Of participants, 37.9% were overweight and 42.1% were obese at randomization. For each medication, BP control (<140/90 mmHg) was equivalent in each BMI stratum. At the fifth year, 66.1, 66.5, and 65.1% of normal-weight, overweight, and obese participants, respectively, were controlled. Those randomized to chlorthalidone had highest BP control (67.2, 68.3, and 68.4%, respectively) and to lisinopril the lowest (60.4, 63.2, and 59.6%, respectively) in each BMI stratum. A significant interaction (P = 0.004) suggests a lower coronary heart disease risk in the obese for lisinopril versus chlorthalidone (hazard ratio 0.85, 95% confidence interval 0.74-0.98) and a significant interaction (P = 0.011) suggests a higher risk of end-stage renal disease for amlodipine versus chlorthalidone in obese participants (hazard ratio 1.49, 95% confidence interval 1.06-2.08). However, these results were not consistent among other outcomes.
BMI status does not modify the effects of antihypertensive medications on BP control or cardiovascular disease outcomes.

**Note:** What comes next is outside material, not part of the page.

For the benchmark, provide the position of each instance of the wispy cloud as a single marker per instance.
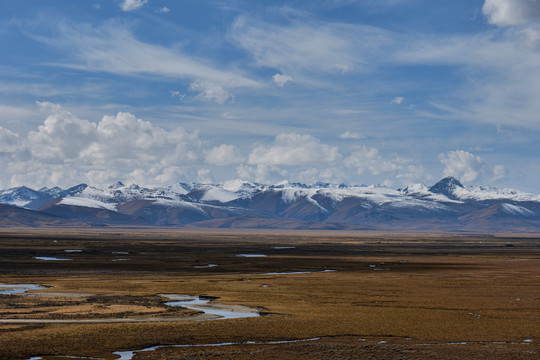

从流行病学角度来看,体重指数(BMI)与血压(BP)水平之间存在密切关系。我们前瞻性地研究了在按基线BMI[kg/m²;正常体重(BMI<25)、超重(BMI=25-29.9)和肥胖(BMI>30)]分层的高血压队列中,随机接受第一步治疗的氯噻酮(一种噻嗪类利尿剂)、氨氯地平(一种钙通道阻滞剂)和赖诺普利(一种血管紧张素转换酶抑制剂)对血压控制和心血管结局的影响。
在一项基于实践的随机、双盲、抗高血压和降脂治疗预防心脏病发作试验中,对33357名年龄至少55岁的高血压参与者进行了平均4.9年的随访,主要结局为致命性冠心病或非致命性心肌梗死,次要结局为中风、心力衰竭、合并心血管疾病、死亡率和肾衰竭。
在随机分组时,37.9%的参与者超重,42.1%的参与者肥胖。对于每种药物,在每个BMI分层中血压控制(<140/90 mmHg)相当。在第五年,正常体重、超重和肥胖参与者的血压控制率分别为66.1%、66.5%和65.1%。在每个BMI分层中,随机接受氯噻酮治疗的参与者血压控制率最高(分别为67.2%、68.3%和68.4%),而随机接受赖诺普利治疗的参与者血压控制率最低(分别为60.4%、63.2%和59.6%)。显著的交互作用(P=0.004)表明,与氯噻酮相比,肥胖者使用赖诺普利患冠心病的风险较低(风险比0.85,95%置信区间0.74-0.98),显著的交互作用(P=0.011)表明,在肥胖参与者中,与氯噻酮相比,氨氯地平导致终末期肾病的风险较高(风险比1.49,95%置信区间1.06-2.08)。然而,这些结果在其他结局中并不一致。
BMI状态不会改变抗高血压药物对血压控制或心血管疾病结局的影响。